How am I living with uncertainty?

And I lot of what we do necessarily is future-oriented, one of many reasons we need Sabbath and Eucharist. A couple Wednesday evenings ago after finally setting my own pistons on the organ at Church up the Hill I've been attending more Sundays and Wednesdays than not, I expected to play and enjoy some of the Bach and Buxtehude I'd brought with me, but they fell dead and I won't try that again, at least not unless I have an upcoming performance. The magic – the life! – is in the conversational interaction between performer and audience, preacher and congregation, teacher and taught. Within extreme limits a person can theologize online in a somewhat abstract manner, but without context it doesn't fly very high, very far, or very long.

Life frequently breaks and unravels, but clearly my own life won't rebuild and can't reweave without local organic connections to community / communities and opportunities. Post-recall weeks became months (no big deal), then a couple of years (about to be expected). After my ignominious firing from We The People, followed by multiple firings (side note: that was not the entire story, since I was extremely successful in a handful of temporary gigs), trips to the day labor hangout, trips to the plasma center, friendships starting and then suddenly erased as the years stacked up even more until finally they've become two decades. I've done my part and now I only can receive life as gift. Sometimes I imagine "if I were 20 years younger," but I was 20 years younger and it made no difference. Sadly, I strongly suspect had I been a guy much of this would have been different and we're talking about the mainline church and the late 20th, early 21st century. But no one really knows.
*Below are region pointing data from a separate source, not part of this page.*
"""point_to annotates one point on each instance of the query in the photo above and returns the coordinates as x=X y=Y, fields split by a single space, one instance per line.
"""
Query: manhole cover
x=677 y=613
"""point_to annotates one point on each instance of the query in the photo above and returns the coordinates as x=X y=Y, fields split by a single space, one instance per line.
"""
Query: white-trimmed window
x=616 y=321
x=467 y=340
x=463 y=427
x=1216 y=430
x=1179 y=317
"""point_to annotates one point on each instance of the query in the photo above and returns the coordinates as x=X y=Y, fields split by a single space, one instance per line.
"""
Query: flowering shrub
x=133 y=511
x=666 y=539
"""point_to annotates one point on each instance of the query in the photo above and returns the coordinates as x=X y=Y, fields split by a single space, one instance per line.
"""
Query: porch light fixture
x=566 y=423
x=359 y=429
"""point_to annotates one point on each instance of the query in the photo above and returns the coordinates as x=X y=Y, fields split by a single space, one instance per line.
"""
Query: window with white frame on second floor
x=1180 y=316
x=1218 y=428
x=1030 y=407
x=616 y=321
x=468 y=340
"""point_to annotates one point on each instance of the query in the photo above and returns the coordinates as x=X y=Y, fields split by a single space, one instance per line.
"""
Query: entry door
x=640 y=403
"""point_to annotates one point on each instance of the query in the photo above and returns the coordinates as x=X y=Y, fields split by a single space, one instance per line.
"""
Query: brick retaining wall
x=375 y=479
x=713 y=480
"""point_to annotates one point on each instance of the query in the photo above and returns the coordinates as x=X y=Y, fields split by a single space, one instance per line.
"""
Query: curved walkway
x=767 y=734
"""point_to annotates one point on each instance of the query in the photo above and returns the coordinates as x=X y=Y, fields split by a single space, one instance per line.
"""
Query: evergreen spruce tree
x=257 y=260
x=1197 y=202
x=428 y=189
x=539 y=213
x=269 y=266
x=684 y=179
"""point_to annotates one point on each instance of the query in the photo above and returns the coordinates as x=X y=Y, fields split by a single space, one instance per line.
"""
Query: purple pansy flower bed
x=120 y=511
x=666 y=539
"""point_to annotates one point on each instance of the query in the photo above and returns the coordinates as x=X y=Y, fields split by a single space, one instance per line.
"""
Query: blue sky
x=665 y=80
Fr Thomas Keating says, "every emotion has an accompanying commentary." I'm stuck in the commentary without the emotions, yet I'm well aware that finding safe, supportive, uncritical community is the key to recovering both a life of fuller participation and a life of richer emotions. People heal by telling their stories, but they also heal by doing, by getting involved in life again; you need both/and. When you attend a graduation or ordination, the ordinand or graduate always thanks everyone, always explains they could not have gotten there alone and they didn't get there by themselves. "Stored value" (as in a stored value gift or credit card) from earlier occasions, times and places where I had sufficient human and other support mightily has helped carry me; the current balance is minus zero and I cannot refill it on my own.

* Where am I experiencing God in the interim time?

Partly in remembering what was, in trusting an open future and in observing people around me and (yes!) online, too. Participation in weekly Sunday, sometimes weekday Eucharist... attempting to eat reasonably well and sleep well, too.

My life cries out for resurrection!!!


  1. "Holy Saturday is that space between death and resurrection, between loss and recovery, between pain and joy. It's a liminal time, when an ending has happened but a new beginning has yet to take hold."
    Thanks for so beautifully summing up this period of my life, which I won't be sorry to see the end of... I hope things start to look up for you soon, as well.

  2. Thanks for visiting... peace and hope to both of us; peace and hope to the world.


thanks for visiting—peace and joy to all of us!